The pale Deva closed her eyes. She took a ragged breath, held it. Then: eyes opened, white hot. “Strength,” she said to Morgan, voice clear.

“KAGLEM GULM ASHA!” Divine light poured down his arm into Asha as he hurled himself backwards. The Deva swung up onto the platform over the dwarf, and used the momentum of his pull to launch herself towards their enemies.

Gheshkan was bleeding badly, and Gwydion lay on his back, fending off attacks with his staff from the assassin. It reared back, aiming a strike at the prone wizard. Suddenly, the assassin jerked his head around, startled. Asha leaned against him, her lips brushing his ear. He coughed up a gout of blood. Her sword protruded from the side of his ribcage.

“Favour returned,” Asha whispered coldly, then yanked her sword free. He stumbled back, gasping.
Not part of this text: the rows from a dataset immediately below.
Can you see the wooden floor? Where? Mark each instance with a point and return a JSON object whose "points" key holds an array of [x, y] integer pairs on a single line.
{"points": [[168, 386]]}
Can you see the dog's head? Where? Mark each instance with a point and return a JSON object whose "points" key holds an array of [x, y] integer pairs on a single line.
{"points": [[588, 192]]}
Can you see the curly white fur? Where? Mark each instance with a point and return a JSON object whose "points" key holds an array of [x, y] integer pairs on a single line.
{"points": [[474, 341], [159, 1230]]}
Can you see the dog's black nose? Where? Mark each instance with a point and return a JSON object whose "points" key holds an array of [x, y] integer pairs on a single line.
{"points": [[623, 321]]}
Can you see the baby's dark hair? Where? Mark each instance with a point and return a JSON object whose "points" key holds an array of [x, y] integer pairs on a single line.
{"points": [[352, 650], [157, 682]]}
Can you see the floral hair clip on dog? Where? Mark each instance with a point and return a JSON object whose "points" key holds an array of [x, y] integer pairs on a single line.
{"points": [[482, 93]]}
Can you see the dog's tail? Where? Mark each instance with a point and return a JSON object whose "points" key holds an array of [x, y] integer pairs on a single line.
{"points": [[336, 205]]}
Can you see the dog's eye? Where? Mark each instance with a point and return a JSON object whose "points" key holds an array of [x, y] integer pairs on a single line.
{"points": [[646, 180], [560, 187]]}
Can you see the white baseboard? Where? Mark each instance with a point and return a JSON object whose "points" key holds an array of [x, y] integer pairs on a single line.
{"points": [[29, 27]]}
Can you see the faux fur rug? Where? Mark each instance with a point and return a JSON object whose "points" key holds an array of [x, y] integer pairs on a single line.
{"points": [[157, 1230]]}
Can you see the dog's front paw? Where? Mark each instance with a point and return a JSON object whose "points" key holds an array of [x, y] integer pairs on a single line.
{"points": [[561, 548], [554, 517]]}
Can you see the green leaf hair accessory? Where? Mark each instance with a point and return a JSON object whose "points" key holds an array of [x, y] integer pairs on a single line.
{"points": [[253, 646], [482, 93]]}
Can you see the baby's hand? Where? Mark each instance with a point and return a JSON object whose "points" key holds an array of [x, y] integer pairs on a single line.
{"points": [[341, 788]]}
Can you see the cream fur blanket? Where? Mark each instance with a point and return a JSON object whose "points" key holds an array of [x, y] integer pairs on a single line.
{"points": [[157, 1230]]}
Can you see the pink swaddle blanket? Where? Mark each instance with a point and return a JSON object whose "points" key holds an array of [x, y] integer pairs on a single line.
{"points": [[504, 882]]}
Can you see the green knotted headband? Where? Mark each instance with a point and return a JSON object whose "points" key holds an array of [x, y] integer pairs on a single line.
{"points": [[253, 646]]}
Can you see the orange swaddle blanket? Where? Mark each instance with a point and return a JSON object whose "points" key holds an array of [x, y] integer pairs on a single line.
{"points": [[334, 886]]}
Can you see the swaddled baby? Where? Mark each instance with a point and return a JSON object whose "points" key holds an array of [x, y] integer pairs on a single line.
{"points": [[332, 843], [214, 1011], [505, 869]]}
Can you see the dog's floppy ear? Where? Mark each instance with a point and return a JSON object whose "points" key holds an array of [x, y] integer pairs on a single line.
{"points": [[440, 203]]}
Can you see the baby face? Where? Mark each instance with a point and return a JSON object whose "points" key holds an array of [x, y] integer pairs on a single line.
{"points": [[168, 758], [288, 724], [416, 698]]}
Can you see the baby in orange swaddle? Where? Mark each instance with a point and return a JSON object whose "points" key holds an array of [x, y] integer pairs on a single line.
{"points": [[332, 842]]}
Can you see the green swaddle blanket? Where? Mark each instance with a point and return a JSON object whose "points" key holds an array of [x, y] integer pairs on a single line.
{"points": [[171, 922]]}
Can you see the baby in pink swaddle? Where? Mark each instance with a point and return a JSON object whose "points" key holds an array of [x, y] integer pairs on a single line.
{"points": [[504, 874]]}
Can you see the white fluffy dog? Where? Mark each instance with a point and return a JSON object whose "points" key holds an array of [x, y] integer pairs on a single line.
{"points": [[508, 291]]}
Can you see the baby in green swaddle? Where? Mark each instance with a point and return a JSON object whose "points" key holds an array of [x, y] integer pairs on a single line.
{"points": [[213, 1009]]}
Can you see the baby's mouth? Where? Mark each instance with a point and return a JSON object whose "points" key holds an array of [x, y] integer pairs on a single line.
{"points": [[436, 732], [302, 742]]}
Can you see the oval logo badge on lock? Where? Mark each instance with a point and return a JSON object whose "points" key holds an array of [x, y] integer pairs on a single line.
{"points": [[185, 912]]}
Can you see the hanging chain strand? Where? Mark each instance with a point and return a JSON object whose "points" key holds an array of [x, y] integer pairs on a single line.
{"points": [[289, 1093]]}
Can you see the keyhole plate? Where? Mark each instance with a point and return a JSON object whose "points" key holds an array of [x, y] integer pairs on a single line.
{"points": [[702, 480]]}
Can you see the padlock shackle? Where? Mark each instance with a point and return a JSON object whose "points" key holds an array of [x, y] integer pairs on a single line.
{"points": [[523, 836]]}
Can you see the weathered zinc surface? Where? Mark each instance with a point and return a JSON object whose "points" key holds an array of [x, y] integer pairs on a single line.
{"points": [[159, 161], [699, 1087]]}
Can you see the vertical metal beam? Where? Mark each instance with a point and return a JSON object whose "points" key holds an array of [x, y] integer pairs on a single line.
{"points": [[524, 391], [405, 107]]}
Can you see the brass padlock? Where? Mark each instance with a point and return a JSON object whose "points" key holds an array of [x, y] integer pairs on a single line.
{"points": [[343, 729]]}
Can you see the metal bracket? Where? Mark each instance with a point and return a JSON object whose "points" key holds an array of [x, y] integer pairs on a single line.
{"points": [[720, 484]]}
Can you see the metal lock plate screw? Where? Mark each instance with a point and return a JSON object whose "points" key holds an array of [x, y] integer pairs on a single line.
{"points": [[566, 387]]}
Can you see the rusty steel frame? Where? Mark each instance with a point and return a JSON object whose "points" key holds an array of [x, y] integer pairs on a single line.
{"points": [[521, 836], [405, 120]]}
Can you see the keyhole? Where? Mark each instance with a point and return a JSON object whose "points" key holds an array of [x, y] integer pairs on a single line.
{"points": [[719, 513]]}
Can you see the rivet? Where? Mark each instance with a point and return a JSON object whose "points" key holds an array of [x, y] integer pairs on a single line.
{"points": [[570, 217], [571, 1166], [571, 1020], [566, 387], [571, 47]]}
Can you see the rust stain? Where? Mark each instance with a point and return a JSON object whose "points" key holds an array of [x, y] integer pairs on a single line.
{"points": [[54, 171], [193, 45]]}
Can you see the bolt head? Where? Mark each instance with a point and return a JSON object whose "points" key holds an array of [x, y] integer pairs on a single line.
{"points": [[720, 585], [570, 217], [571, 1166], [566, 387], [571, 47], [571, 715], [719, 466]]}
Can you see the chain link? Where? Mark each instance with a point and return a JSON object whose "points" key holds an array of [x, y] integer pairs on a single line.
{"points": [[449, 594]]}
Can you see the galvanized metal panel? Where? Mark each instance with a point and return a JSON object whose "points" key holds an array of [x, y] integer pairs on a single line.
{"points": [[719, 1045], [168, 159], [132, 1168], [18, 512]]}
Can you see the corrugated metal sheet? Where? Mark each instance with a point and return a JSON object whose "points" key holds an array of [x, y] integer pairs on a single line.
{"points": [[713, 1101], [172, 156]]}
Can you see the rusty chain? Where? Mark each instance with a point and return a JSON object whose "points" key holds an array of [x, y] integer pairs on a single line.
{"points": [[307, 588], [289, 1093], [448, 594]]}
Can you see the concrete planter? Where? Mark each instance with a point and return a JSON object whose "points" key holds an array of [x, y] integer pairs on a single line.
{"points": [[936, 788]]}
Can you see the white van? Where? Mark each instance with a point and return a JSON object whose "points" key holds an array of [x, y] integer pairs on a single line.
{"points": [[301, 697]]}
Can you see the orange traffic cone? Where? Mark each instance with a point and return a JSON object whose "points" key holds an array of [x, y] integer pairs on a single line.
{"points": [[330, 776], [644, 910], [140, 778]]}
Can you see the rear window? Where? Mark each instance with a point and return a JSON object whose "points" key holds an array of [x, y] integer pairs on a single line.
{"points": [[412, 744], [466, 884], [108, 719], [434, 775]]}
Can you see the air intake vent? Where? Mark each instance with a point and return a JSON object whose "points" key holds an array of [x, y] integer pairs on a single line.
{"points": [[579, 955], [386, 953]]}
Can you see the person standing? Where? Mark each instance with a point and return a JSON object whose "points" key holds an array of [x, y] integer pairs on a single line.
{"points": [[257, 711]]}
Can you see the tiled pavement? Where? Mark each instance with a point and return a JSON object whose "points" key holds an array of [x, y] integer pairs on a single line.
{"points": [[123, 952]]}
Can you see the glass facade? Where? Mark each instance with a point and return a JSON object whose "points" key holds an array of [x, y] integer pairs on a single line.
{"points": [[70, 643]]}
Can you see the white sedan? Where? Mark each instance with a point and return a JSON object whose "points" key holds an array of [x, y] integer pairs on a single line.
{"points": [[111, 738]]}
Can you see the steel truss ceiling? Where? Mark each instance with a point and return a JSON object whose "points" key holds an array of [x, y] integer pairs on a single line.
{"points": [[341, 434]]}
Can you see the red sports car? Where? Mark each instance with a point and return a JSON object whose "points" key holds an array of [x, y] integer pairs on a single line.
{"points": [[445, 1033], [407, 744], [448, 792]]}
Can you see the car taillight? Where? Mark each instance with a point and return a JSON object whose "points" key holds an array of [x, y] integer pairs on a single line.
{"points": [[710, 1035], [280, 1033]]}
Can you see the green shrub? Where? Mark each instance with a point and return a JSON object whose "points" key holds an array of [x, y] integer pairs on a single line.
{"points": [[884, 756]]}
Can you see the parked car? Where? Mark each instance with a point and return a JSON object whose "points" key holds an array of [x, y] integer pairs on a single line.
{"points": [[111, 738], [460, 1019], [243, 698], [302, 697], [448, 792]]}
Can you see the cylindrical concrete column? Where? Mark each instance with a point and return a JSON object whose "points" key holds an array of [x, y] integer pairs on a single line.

The situation was still desperate. But Morgan’s actions helped turn the tide. Sly slew the assassin before he could vanish once more. Ghesh collapsed, mortally wounded by the massive yuan-ti warrior. Morgan shoved it from the stairway before it could finish off the paladin. It plunged to the floor, crushing some snakes, but easily survived the fall. Morgan then revived Ghesh, who staggered to his feet.

“Scar?” asked the dazed dragonborn.

“Uh-huh.”

“For Kord!” Ghesh roared. He readied his axe, turned and jumped off the stairway after the yuan-ti, crushed more snakes and bending more armor. Sly shook his head.

“We really have to adapt that strategy of his.”

Divine wings blossomed upon Asha, who flew down to engage the Naga. Between her blade thrusts and Gwydion’s freezing storm spells, the reptilian mage did not last long. With his allies gone, the brutish yuan-ti’s power diminished greatly. The party hacked it down. The finishing blow delivered by Gwydion.

“Naturally,” he remarked. Over his shoulder, two mage hands shook each other proudly.